The original church on the site was begun in the fifth century. What you see today took 600 years to complete and houses extraordinary works of art, including a marble statue of the martyred St. Bartholomew, carrying his own skin, carved by Marco d'Agrate in 1562. Newly deceased and somewhat shriveled, bishops lie in glass caskets, the names and dates of their predecessors line a entire wall nearby, dating back to the time of Christ. This place carries the undeniable authority of history.
If the famous words of Julius Caesar, "I came, I saw, I conquered," have their counterpart in stone, it is carved into details of the church buildings of old Europe.
While we were inside the Duomo, the modern world raged on outside. Italian protestors flooded the square as tens of thousands more protested across the country against Prime Minister Silvio Berlusconi and his government's austerity measures that would cut 300,000 jobs.
How many times down through the centuries had the Duomo seen such social skirmishes, or been sacked and burned by outside forces? The power of the church lies in the power to weather the tumult of history and remain standing. It is tempting to crawl into this sanctuary and hide from the noisy world outside. But there is another kind of power that revitalizes each generation and can cut across boundaries of class and culture.
After leaving the Duomo we passed a police barricade and a crowd of protestors and spotted Michael Franti sitting ringside at a café, in bare feet and wearing a 10-gallon hat. He was taking a break from his European concert tour. We thanked him for the rousing show he put on at River Run in Ketchum this summer, and praised his ability to get the whole town up and jumping on its feet; all walks of life dancing to a strong, simple message of tolerance and enthusiasm.
Franti said if we were impressed by Milan, we should go to Rome and the Vatican.
"Makes this place look like McDonalds," he said.
We chose instead to explore Tuscany, once home to the Etruscans, an ancient and mysterious society of soothsayers, artists and warriors who thrived before the founding of Rome.
Unlike the Romans, Etruscans gave women equal rights in society and cared little for history, preferring instead to focus on prophecy and the control of fate through ritual. Etruscan shamans, or haruspexes, drove a nail each year into a wall of the temple of the Goddess of Destiny at Volsinii, essentially outlawing the past.
Perhaps these people had been ordered to never look back, after being sent away from the ancient Kingdom of Lydia, as reported by Herodotus. They left no written histories, frustrating historians' attempts to understand them and their past.

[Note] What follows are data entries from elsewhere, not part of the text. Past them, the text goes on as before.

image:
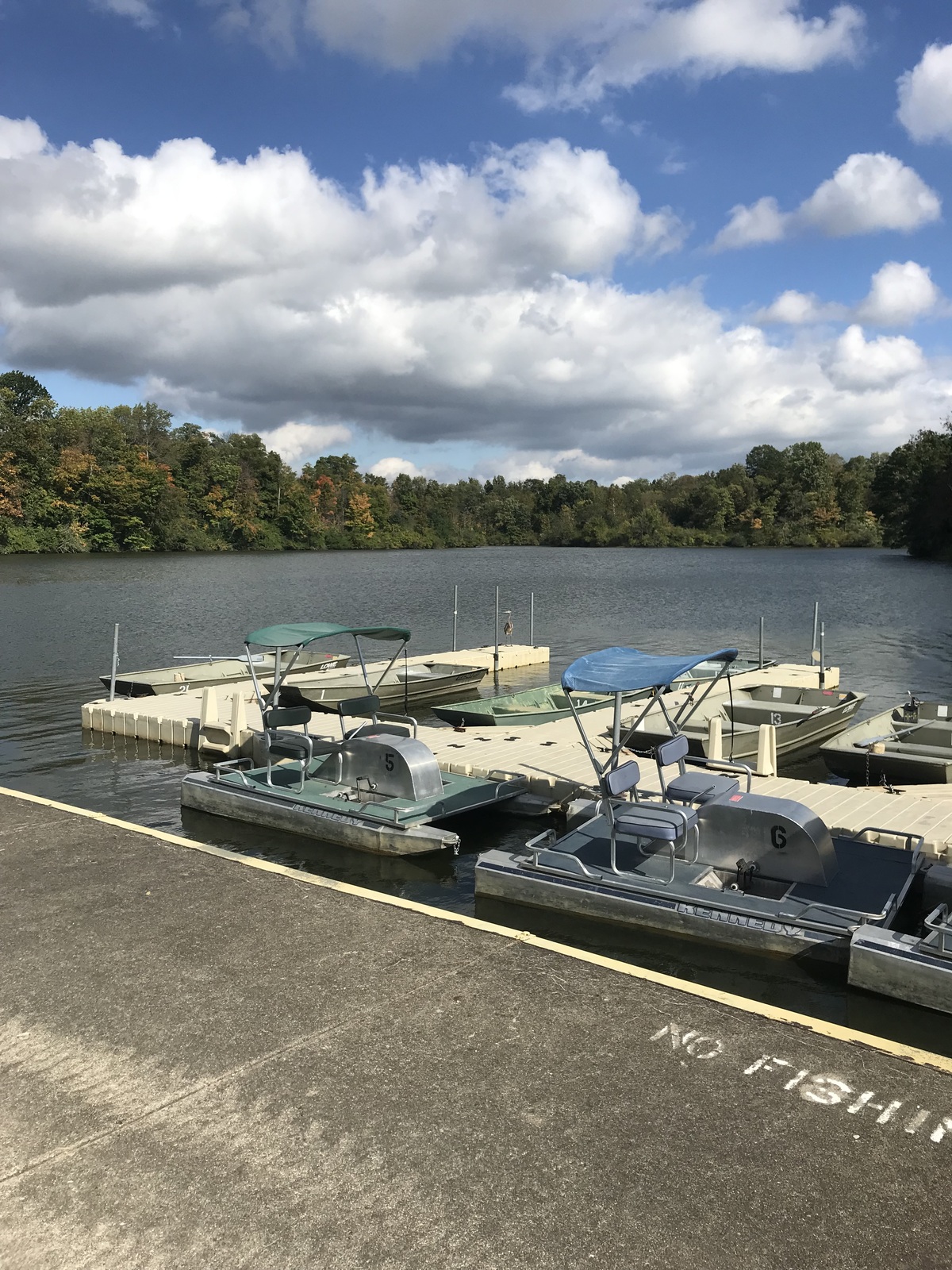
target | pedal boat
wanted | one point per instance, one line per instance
(706, 857)
(376, 789)
(908, 746)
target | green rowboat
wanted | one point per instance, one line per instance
(532, 706)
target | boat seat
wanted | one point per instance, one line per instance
(701, 787)
(287, 745)
(655, 821)
(689, 787)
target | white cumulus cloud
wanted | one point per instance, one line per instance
(876, 364)
(298, 442)
(438, 304)
(926, 95)
(899, 295)
(393, 467)
(867, 194)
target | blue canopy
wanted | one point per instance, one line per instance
(626, 670)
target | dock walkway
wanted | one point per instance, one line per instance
(213, 1062)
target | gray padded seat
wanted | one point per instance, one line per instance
(689, 787)
(655, 821)
(701, 787)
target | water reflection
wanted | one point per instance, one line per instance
(889, 626)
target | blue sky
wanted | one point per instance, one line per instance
(606, 238)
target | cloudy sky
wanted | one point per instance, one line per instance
(612, 238)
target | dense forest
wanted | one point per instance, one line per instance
(125, 479)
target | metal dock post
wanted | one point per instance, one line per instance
(116, 662)
(495, 656)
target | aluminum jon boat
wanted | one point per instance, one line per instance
(708, 859)
(908, 746)
(550, 704)
(376, 789)
(532, 706)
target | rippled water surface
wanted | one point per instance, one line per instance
(889, 628)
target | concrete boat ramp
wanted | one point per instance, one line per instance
(213, 1062)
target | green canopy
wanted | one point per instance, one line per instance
(298, 634)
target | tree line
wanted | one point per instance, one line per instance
(125, 479)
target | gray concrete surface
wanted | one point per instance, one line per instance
(209, 1066)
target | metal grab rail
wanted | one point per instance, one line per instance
(235, 765)
(895, 833)
(724, 765)
(939, 922)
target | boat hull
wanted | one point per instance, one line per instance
(499, 878)
(896, 760)
(742, 747)
(279, 810)
(317, 691)
(482, 713)
(896, 965)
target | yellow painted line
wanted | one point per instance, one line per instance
(835, 1032)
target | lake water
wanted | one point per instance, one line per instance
(889, 628)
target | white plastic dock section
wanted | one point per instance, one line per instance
(221, 721)
(551, 756)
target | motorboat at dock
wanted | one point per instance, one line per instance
(711, 860)
(549, 704)
(376, 789)
(908, 746)
(801, 717)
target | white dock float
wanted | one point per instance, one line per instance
(221, 719)
(551, 756)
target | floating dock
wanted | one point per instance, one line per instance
(213, 1062)
(220, 721)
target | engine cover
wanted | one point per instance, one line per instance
(395, 768)
(787, 840)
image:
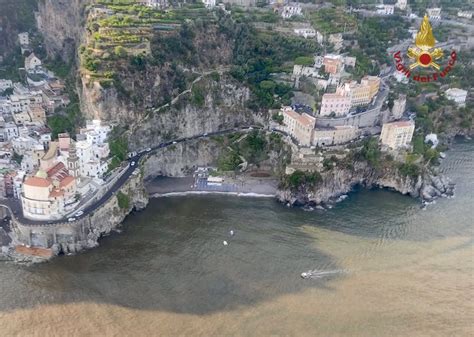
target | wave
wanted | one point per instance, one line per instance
(238, 194)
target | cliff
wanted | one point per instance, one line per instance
(72, 237)
(427, 186)
(62, 24)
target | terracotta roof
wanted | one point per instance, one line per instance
(37, 182)
(306, 119)
(66, 181)
(56, 193)
(401, 123)
(56, 169)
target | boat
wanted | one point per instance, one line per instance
(316, 273)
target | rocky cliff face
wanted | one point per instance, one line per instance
(73, 237)
(180, 159)
(223, 108)
(61, 22)
(341, 181)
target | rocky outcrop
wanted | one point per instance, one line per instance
(180, 159)
(224, 107)
(335, 183)
(62, 24)
(73, 237)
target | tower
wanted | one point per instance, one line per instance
(73, 161)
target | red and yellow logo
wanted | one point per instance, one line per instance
(424, 55)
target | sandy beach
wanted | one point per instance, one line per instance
(240, 185)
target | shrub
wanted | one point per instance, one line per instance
(300, 178)
(277, 118)
(409, 169)
(123, 200)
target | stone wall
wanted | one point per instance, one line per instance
(180, 159)
(364, 119)
(72, 237)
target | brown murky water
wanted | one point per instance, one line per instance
(397, 270)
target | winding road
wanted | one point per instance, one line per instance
(15, 204)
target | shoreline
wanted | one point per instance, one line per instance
(244, 186)
(185, 193)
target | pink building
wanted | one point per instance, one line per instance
(338, 103)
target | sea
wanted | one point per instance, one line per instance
(380, 265)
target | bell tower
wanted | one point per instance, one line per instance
(73, 161)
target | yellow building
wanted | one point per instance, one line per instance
(300, 126)
(362, 93)
(46, 194)
(338, 103)
(397, 135)
(334, 135)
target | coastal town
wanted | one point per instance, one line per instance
(236, 167)
(51, 178)
(331, 103)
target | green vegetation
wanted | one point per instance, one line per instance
(304, 60)
(277, 118)
(409, 169)
(375, 34)
(333, 20)
(257, 55)
(17, 157)
(371, 152)
(118, 148)
(253, 147)
(300, 178)
(229, 161)
(198, 95)
(123, 200)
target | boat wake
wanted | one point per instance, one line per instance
(316, 273)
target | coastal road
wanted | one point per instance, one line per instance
(132, 163)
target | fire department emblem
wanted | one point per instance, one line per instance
(424, 52)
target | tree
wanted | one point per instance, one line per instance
(120, 51)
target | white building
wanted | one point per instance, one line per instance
(465, 14)
(457, 95)
(92, 149)
(397, 135)
(299, 70)
(305, 32)
(291, 10)
(299, 126)
(334, 135)
(209, 3)
(24, 39)
(5, 84)
(401, 4)
(385, 9)
(399, 107)
(434, 13)
(337, 104)
(32, 62)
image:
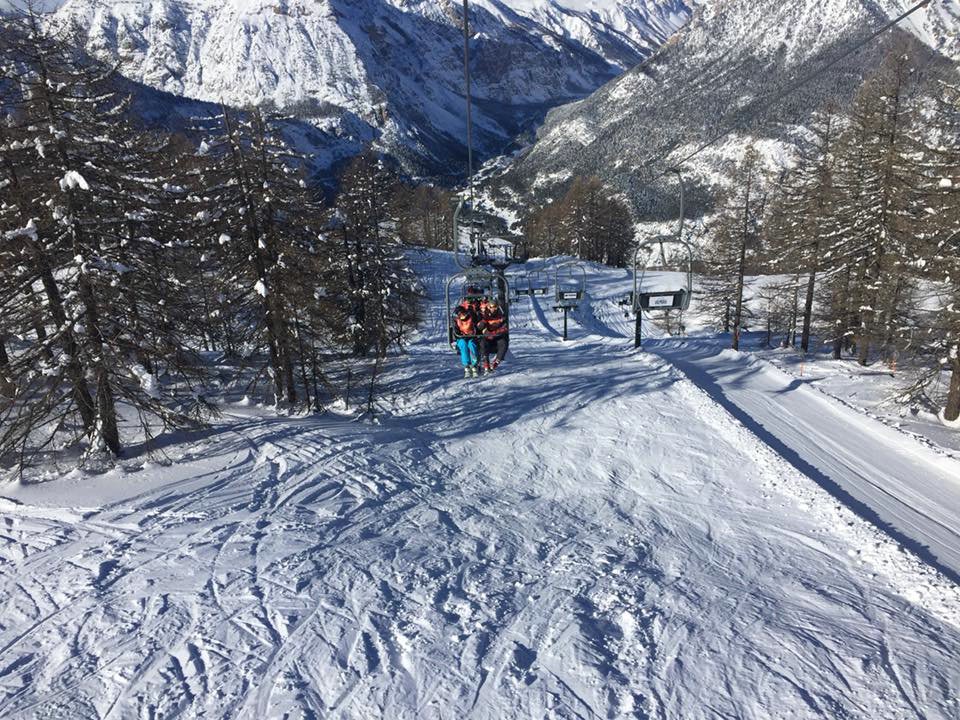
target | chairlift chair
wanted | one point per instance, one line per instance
(672, 292)
(475, 284)
(570, 285)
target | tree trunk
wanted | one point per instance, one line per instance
(107, 413)
(808, 303)
(951, 411)
(74, 372)
(741, 271)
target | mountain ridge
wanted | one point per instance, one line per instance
(390, 70)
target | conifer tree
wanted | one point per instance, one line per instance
(78, 227)
(734, 246)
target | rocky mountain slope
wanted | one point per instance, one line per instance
(380, 70)
(718, 72)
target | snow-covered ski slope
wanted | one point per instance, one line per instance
(590, 534)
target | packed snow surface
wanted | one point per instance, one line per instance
(596, 532)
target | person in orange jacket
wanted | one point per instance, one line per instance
(495, 335)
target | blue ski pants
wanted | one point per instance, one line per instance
(468, 351)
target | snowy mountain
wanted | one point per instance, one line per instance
(380, 69)
(596, 533)
(720, 70)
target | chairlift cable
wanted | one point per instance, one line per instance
(466, 77)
(782, 95)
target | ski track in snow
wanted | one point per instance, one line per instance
(587, 535)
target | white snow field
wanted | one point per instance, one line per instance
(591, 534)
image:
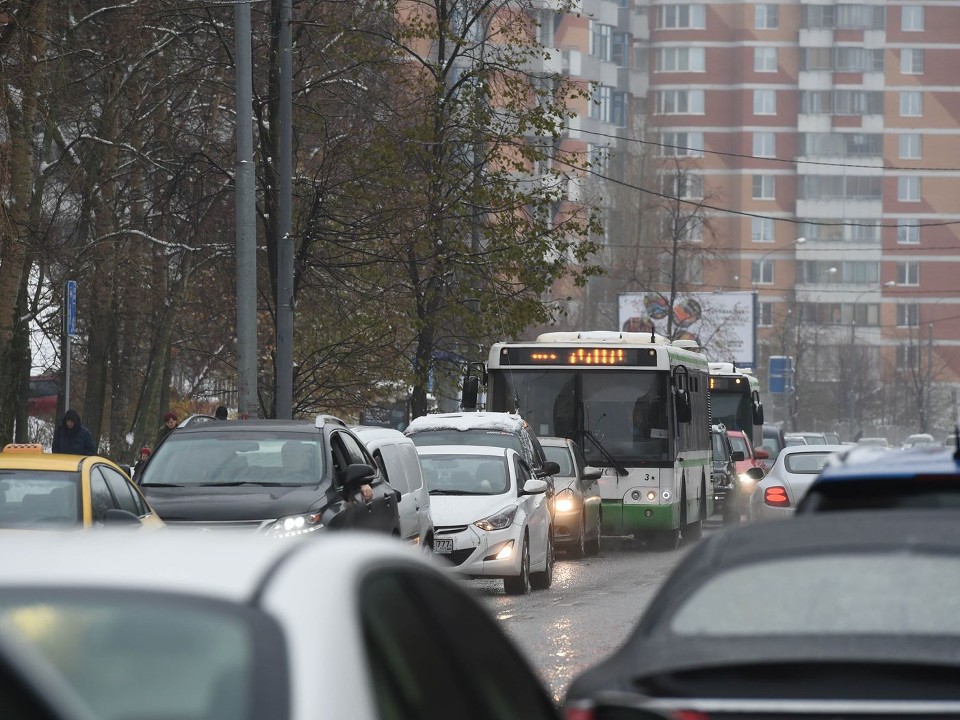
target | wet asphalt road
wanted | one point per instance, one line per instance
(590, 608)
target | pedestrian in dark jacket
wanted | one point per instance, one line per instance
(72, 437)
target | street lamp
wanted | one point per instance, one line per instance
(853, 339)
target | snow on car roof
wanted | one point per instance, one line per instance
(502, 422)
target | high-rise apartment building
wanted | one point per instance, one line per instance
(824, 139)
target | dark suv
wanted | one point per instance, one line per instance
(726, 481)
(277, 477)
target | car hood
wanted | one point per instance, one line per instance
(234, 503)
(466, 509)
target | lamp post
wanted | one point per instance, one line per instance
(853, 340)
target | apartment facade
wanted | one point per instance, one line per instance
(825, 137)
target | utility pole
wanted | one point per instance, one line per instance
(245, 216)
(283, 396)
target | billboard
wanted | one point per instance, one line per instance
(724, 323)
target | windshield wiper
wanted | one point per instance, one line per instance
(238, 483)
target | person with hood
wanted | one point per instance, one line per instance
(72, 437)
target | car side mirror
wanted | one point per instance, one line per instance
(356, 475)
(533, 486)
(550, 468)
(591, 473)
(118, 516)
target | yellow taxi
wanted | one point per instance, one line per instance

A collection of Etruscan sarcophagi in the hill town of Volterra, "one day's march" from the sea according to ancient historians, sheds further light on this group of inspired and superstitious people. Each burial urn is capped by a carved effigy of the deceased man or woman, happily reclined and carrying a goblet of wine.
Unlike other, more austere and pious cultures, the message of the Etruscans to posterity seems to say: "We came, we saw, we partied."